Fake Christmas, holiday greetings spread new malware

Last year's Storm tactic resurfaces in attacks from China, say researchers.

New malware is spreading via Christmas and holiday greetings, security researchers said last week, a tactic reminiscent of those used last season by the notorious Storm Trojan horse.

Researchers at the Bach Khoa Internetwork Security Center in Hanoi, Vietnam reported that a new piece of malware, dubbed "XmasStorm" by the center, is spreading through holiday-themed spam.

Touting subject lines such as "Merry Xmas!" and "Merry Christmas card for you!", the spam includes links to sites that purportedly host electronic greeting cards waiting for the recipients. In fact, the sites are serving up malware that hijacks the visiting PC, then installs a bot which waits for commands from the hacker controllers.

Nguyen Minh Duc, the manager of Bach Khoa's application security group, said that XmasStorm originated in China. Hackers have registered at least 75 domain names relating to the malware campaign's holiday theme in the last month, including "superchristmasday.com" and "funnychristmasguide.com." According to WHOIS searches, those domains were registered to a Chinese address on Dec. 1 and Dec. 19, respectively.

"Special occasions such as Christmas and New Year have always been the periods when hackers distribute viruses via fake e-card with malicious code," said Nguyen in an e-mail Wednesday. "Therefore, users should be careful on receiving greeting e-mail from unknown sources for safety's sake."

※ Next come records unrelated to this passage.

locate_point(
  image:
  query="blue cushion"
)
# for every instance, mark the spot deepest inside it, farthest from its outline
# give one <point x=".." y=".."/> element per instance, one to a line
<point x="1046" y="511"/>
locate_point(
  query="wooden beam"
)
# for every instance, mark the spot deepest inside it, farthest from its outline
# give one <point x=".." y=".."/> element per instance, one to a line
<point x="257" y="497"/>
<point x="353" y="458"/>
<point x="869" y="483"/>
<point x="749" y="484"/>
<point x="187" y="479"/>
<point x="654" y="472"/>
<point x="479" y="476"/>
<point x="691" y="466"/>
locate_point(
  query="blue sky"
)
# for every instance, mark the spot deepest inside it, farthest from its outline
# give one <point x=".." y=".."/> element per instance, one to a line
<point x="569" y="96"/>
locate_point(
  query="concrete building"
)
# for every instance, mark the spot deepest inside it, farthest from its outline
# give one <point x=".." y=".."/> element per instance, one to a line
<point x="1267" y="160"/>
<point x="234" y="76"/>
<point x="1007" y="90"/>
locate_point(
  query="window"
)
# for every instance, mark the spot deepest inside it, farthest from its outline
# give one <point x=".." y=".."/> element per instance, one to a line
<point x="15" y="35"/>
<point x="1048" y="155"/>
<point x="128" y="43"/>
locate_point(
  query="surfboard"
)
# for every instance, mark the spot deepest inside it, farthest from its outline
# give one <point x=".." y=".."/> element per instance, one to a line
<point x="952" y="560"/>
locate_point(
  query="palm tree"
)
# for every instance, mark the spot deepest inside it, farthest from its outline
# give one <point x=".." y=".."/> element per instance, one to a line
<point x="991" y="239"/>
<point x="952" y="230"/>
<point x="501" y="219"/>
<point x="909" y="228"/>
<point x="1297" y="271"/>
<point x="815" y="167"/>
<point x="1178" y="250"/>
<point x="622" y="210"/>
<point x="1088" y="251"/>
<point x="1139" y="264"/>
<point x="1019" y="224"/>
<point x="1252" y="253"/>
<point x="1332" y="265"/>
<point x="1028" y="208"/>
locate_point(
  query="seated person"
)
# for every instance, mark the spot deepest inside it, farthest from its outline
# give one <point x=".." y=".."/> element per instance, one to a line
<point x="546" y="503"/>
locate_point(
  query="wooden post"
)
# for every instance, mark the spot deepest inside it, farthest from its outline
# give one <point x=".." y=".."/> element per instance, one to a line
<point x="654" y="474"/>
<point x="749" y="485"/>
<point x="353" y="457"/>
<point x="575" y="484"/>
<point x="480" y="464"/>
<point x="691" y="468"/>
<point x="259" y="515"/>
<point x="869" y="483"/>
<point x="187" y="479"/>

Similar attacks have been monitored by other researchers, including those at ESET, a Slovakian security company that has offices in San Diego. Last Monday, ESET researcher Pierre-Marc Bureau reported a spike in holiday spam that pointed to sites hosting a file named "ecard.exe" that was not, of course, a greeting card, but instead malware.

"The reason this wave has attracted our attention is that it is very similar to the Storm worm attacks were seeing last year," said Bureau in an e-mail.

Although Storm used a wide variety of stratagems during 2007 and early 2008, a year ago it rode on the back of a spam campaign based on New Year's greetings. Just before those messages flooded in-boxes, Storm's creators had tried to tempt computer users into clicking on links promoting Christmas-themed pornography.

"[But] this is not the resurrection of the Storm botnet," Bureau cautioned. "Analysis of the binary proves it to be different. It was programmed using a different programming language and includes different functionalities."

Although Microsoft researchers said that their company's Malicious Software Removal Tool had beaten Storm into submission earlier this year, other security analysts had disputed the botnet's demise.

"What we are observing today is proof that malware authors are learning from each other's errors and successes," said Bureau. "After seeing that Storm was able to infect thousands of systems last year with Christmas-related social engineering, the criminals behind other malware families are now trying to emulate that success."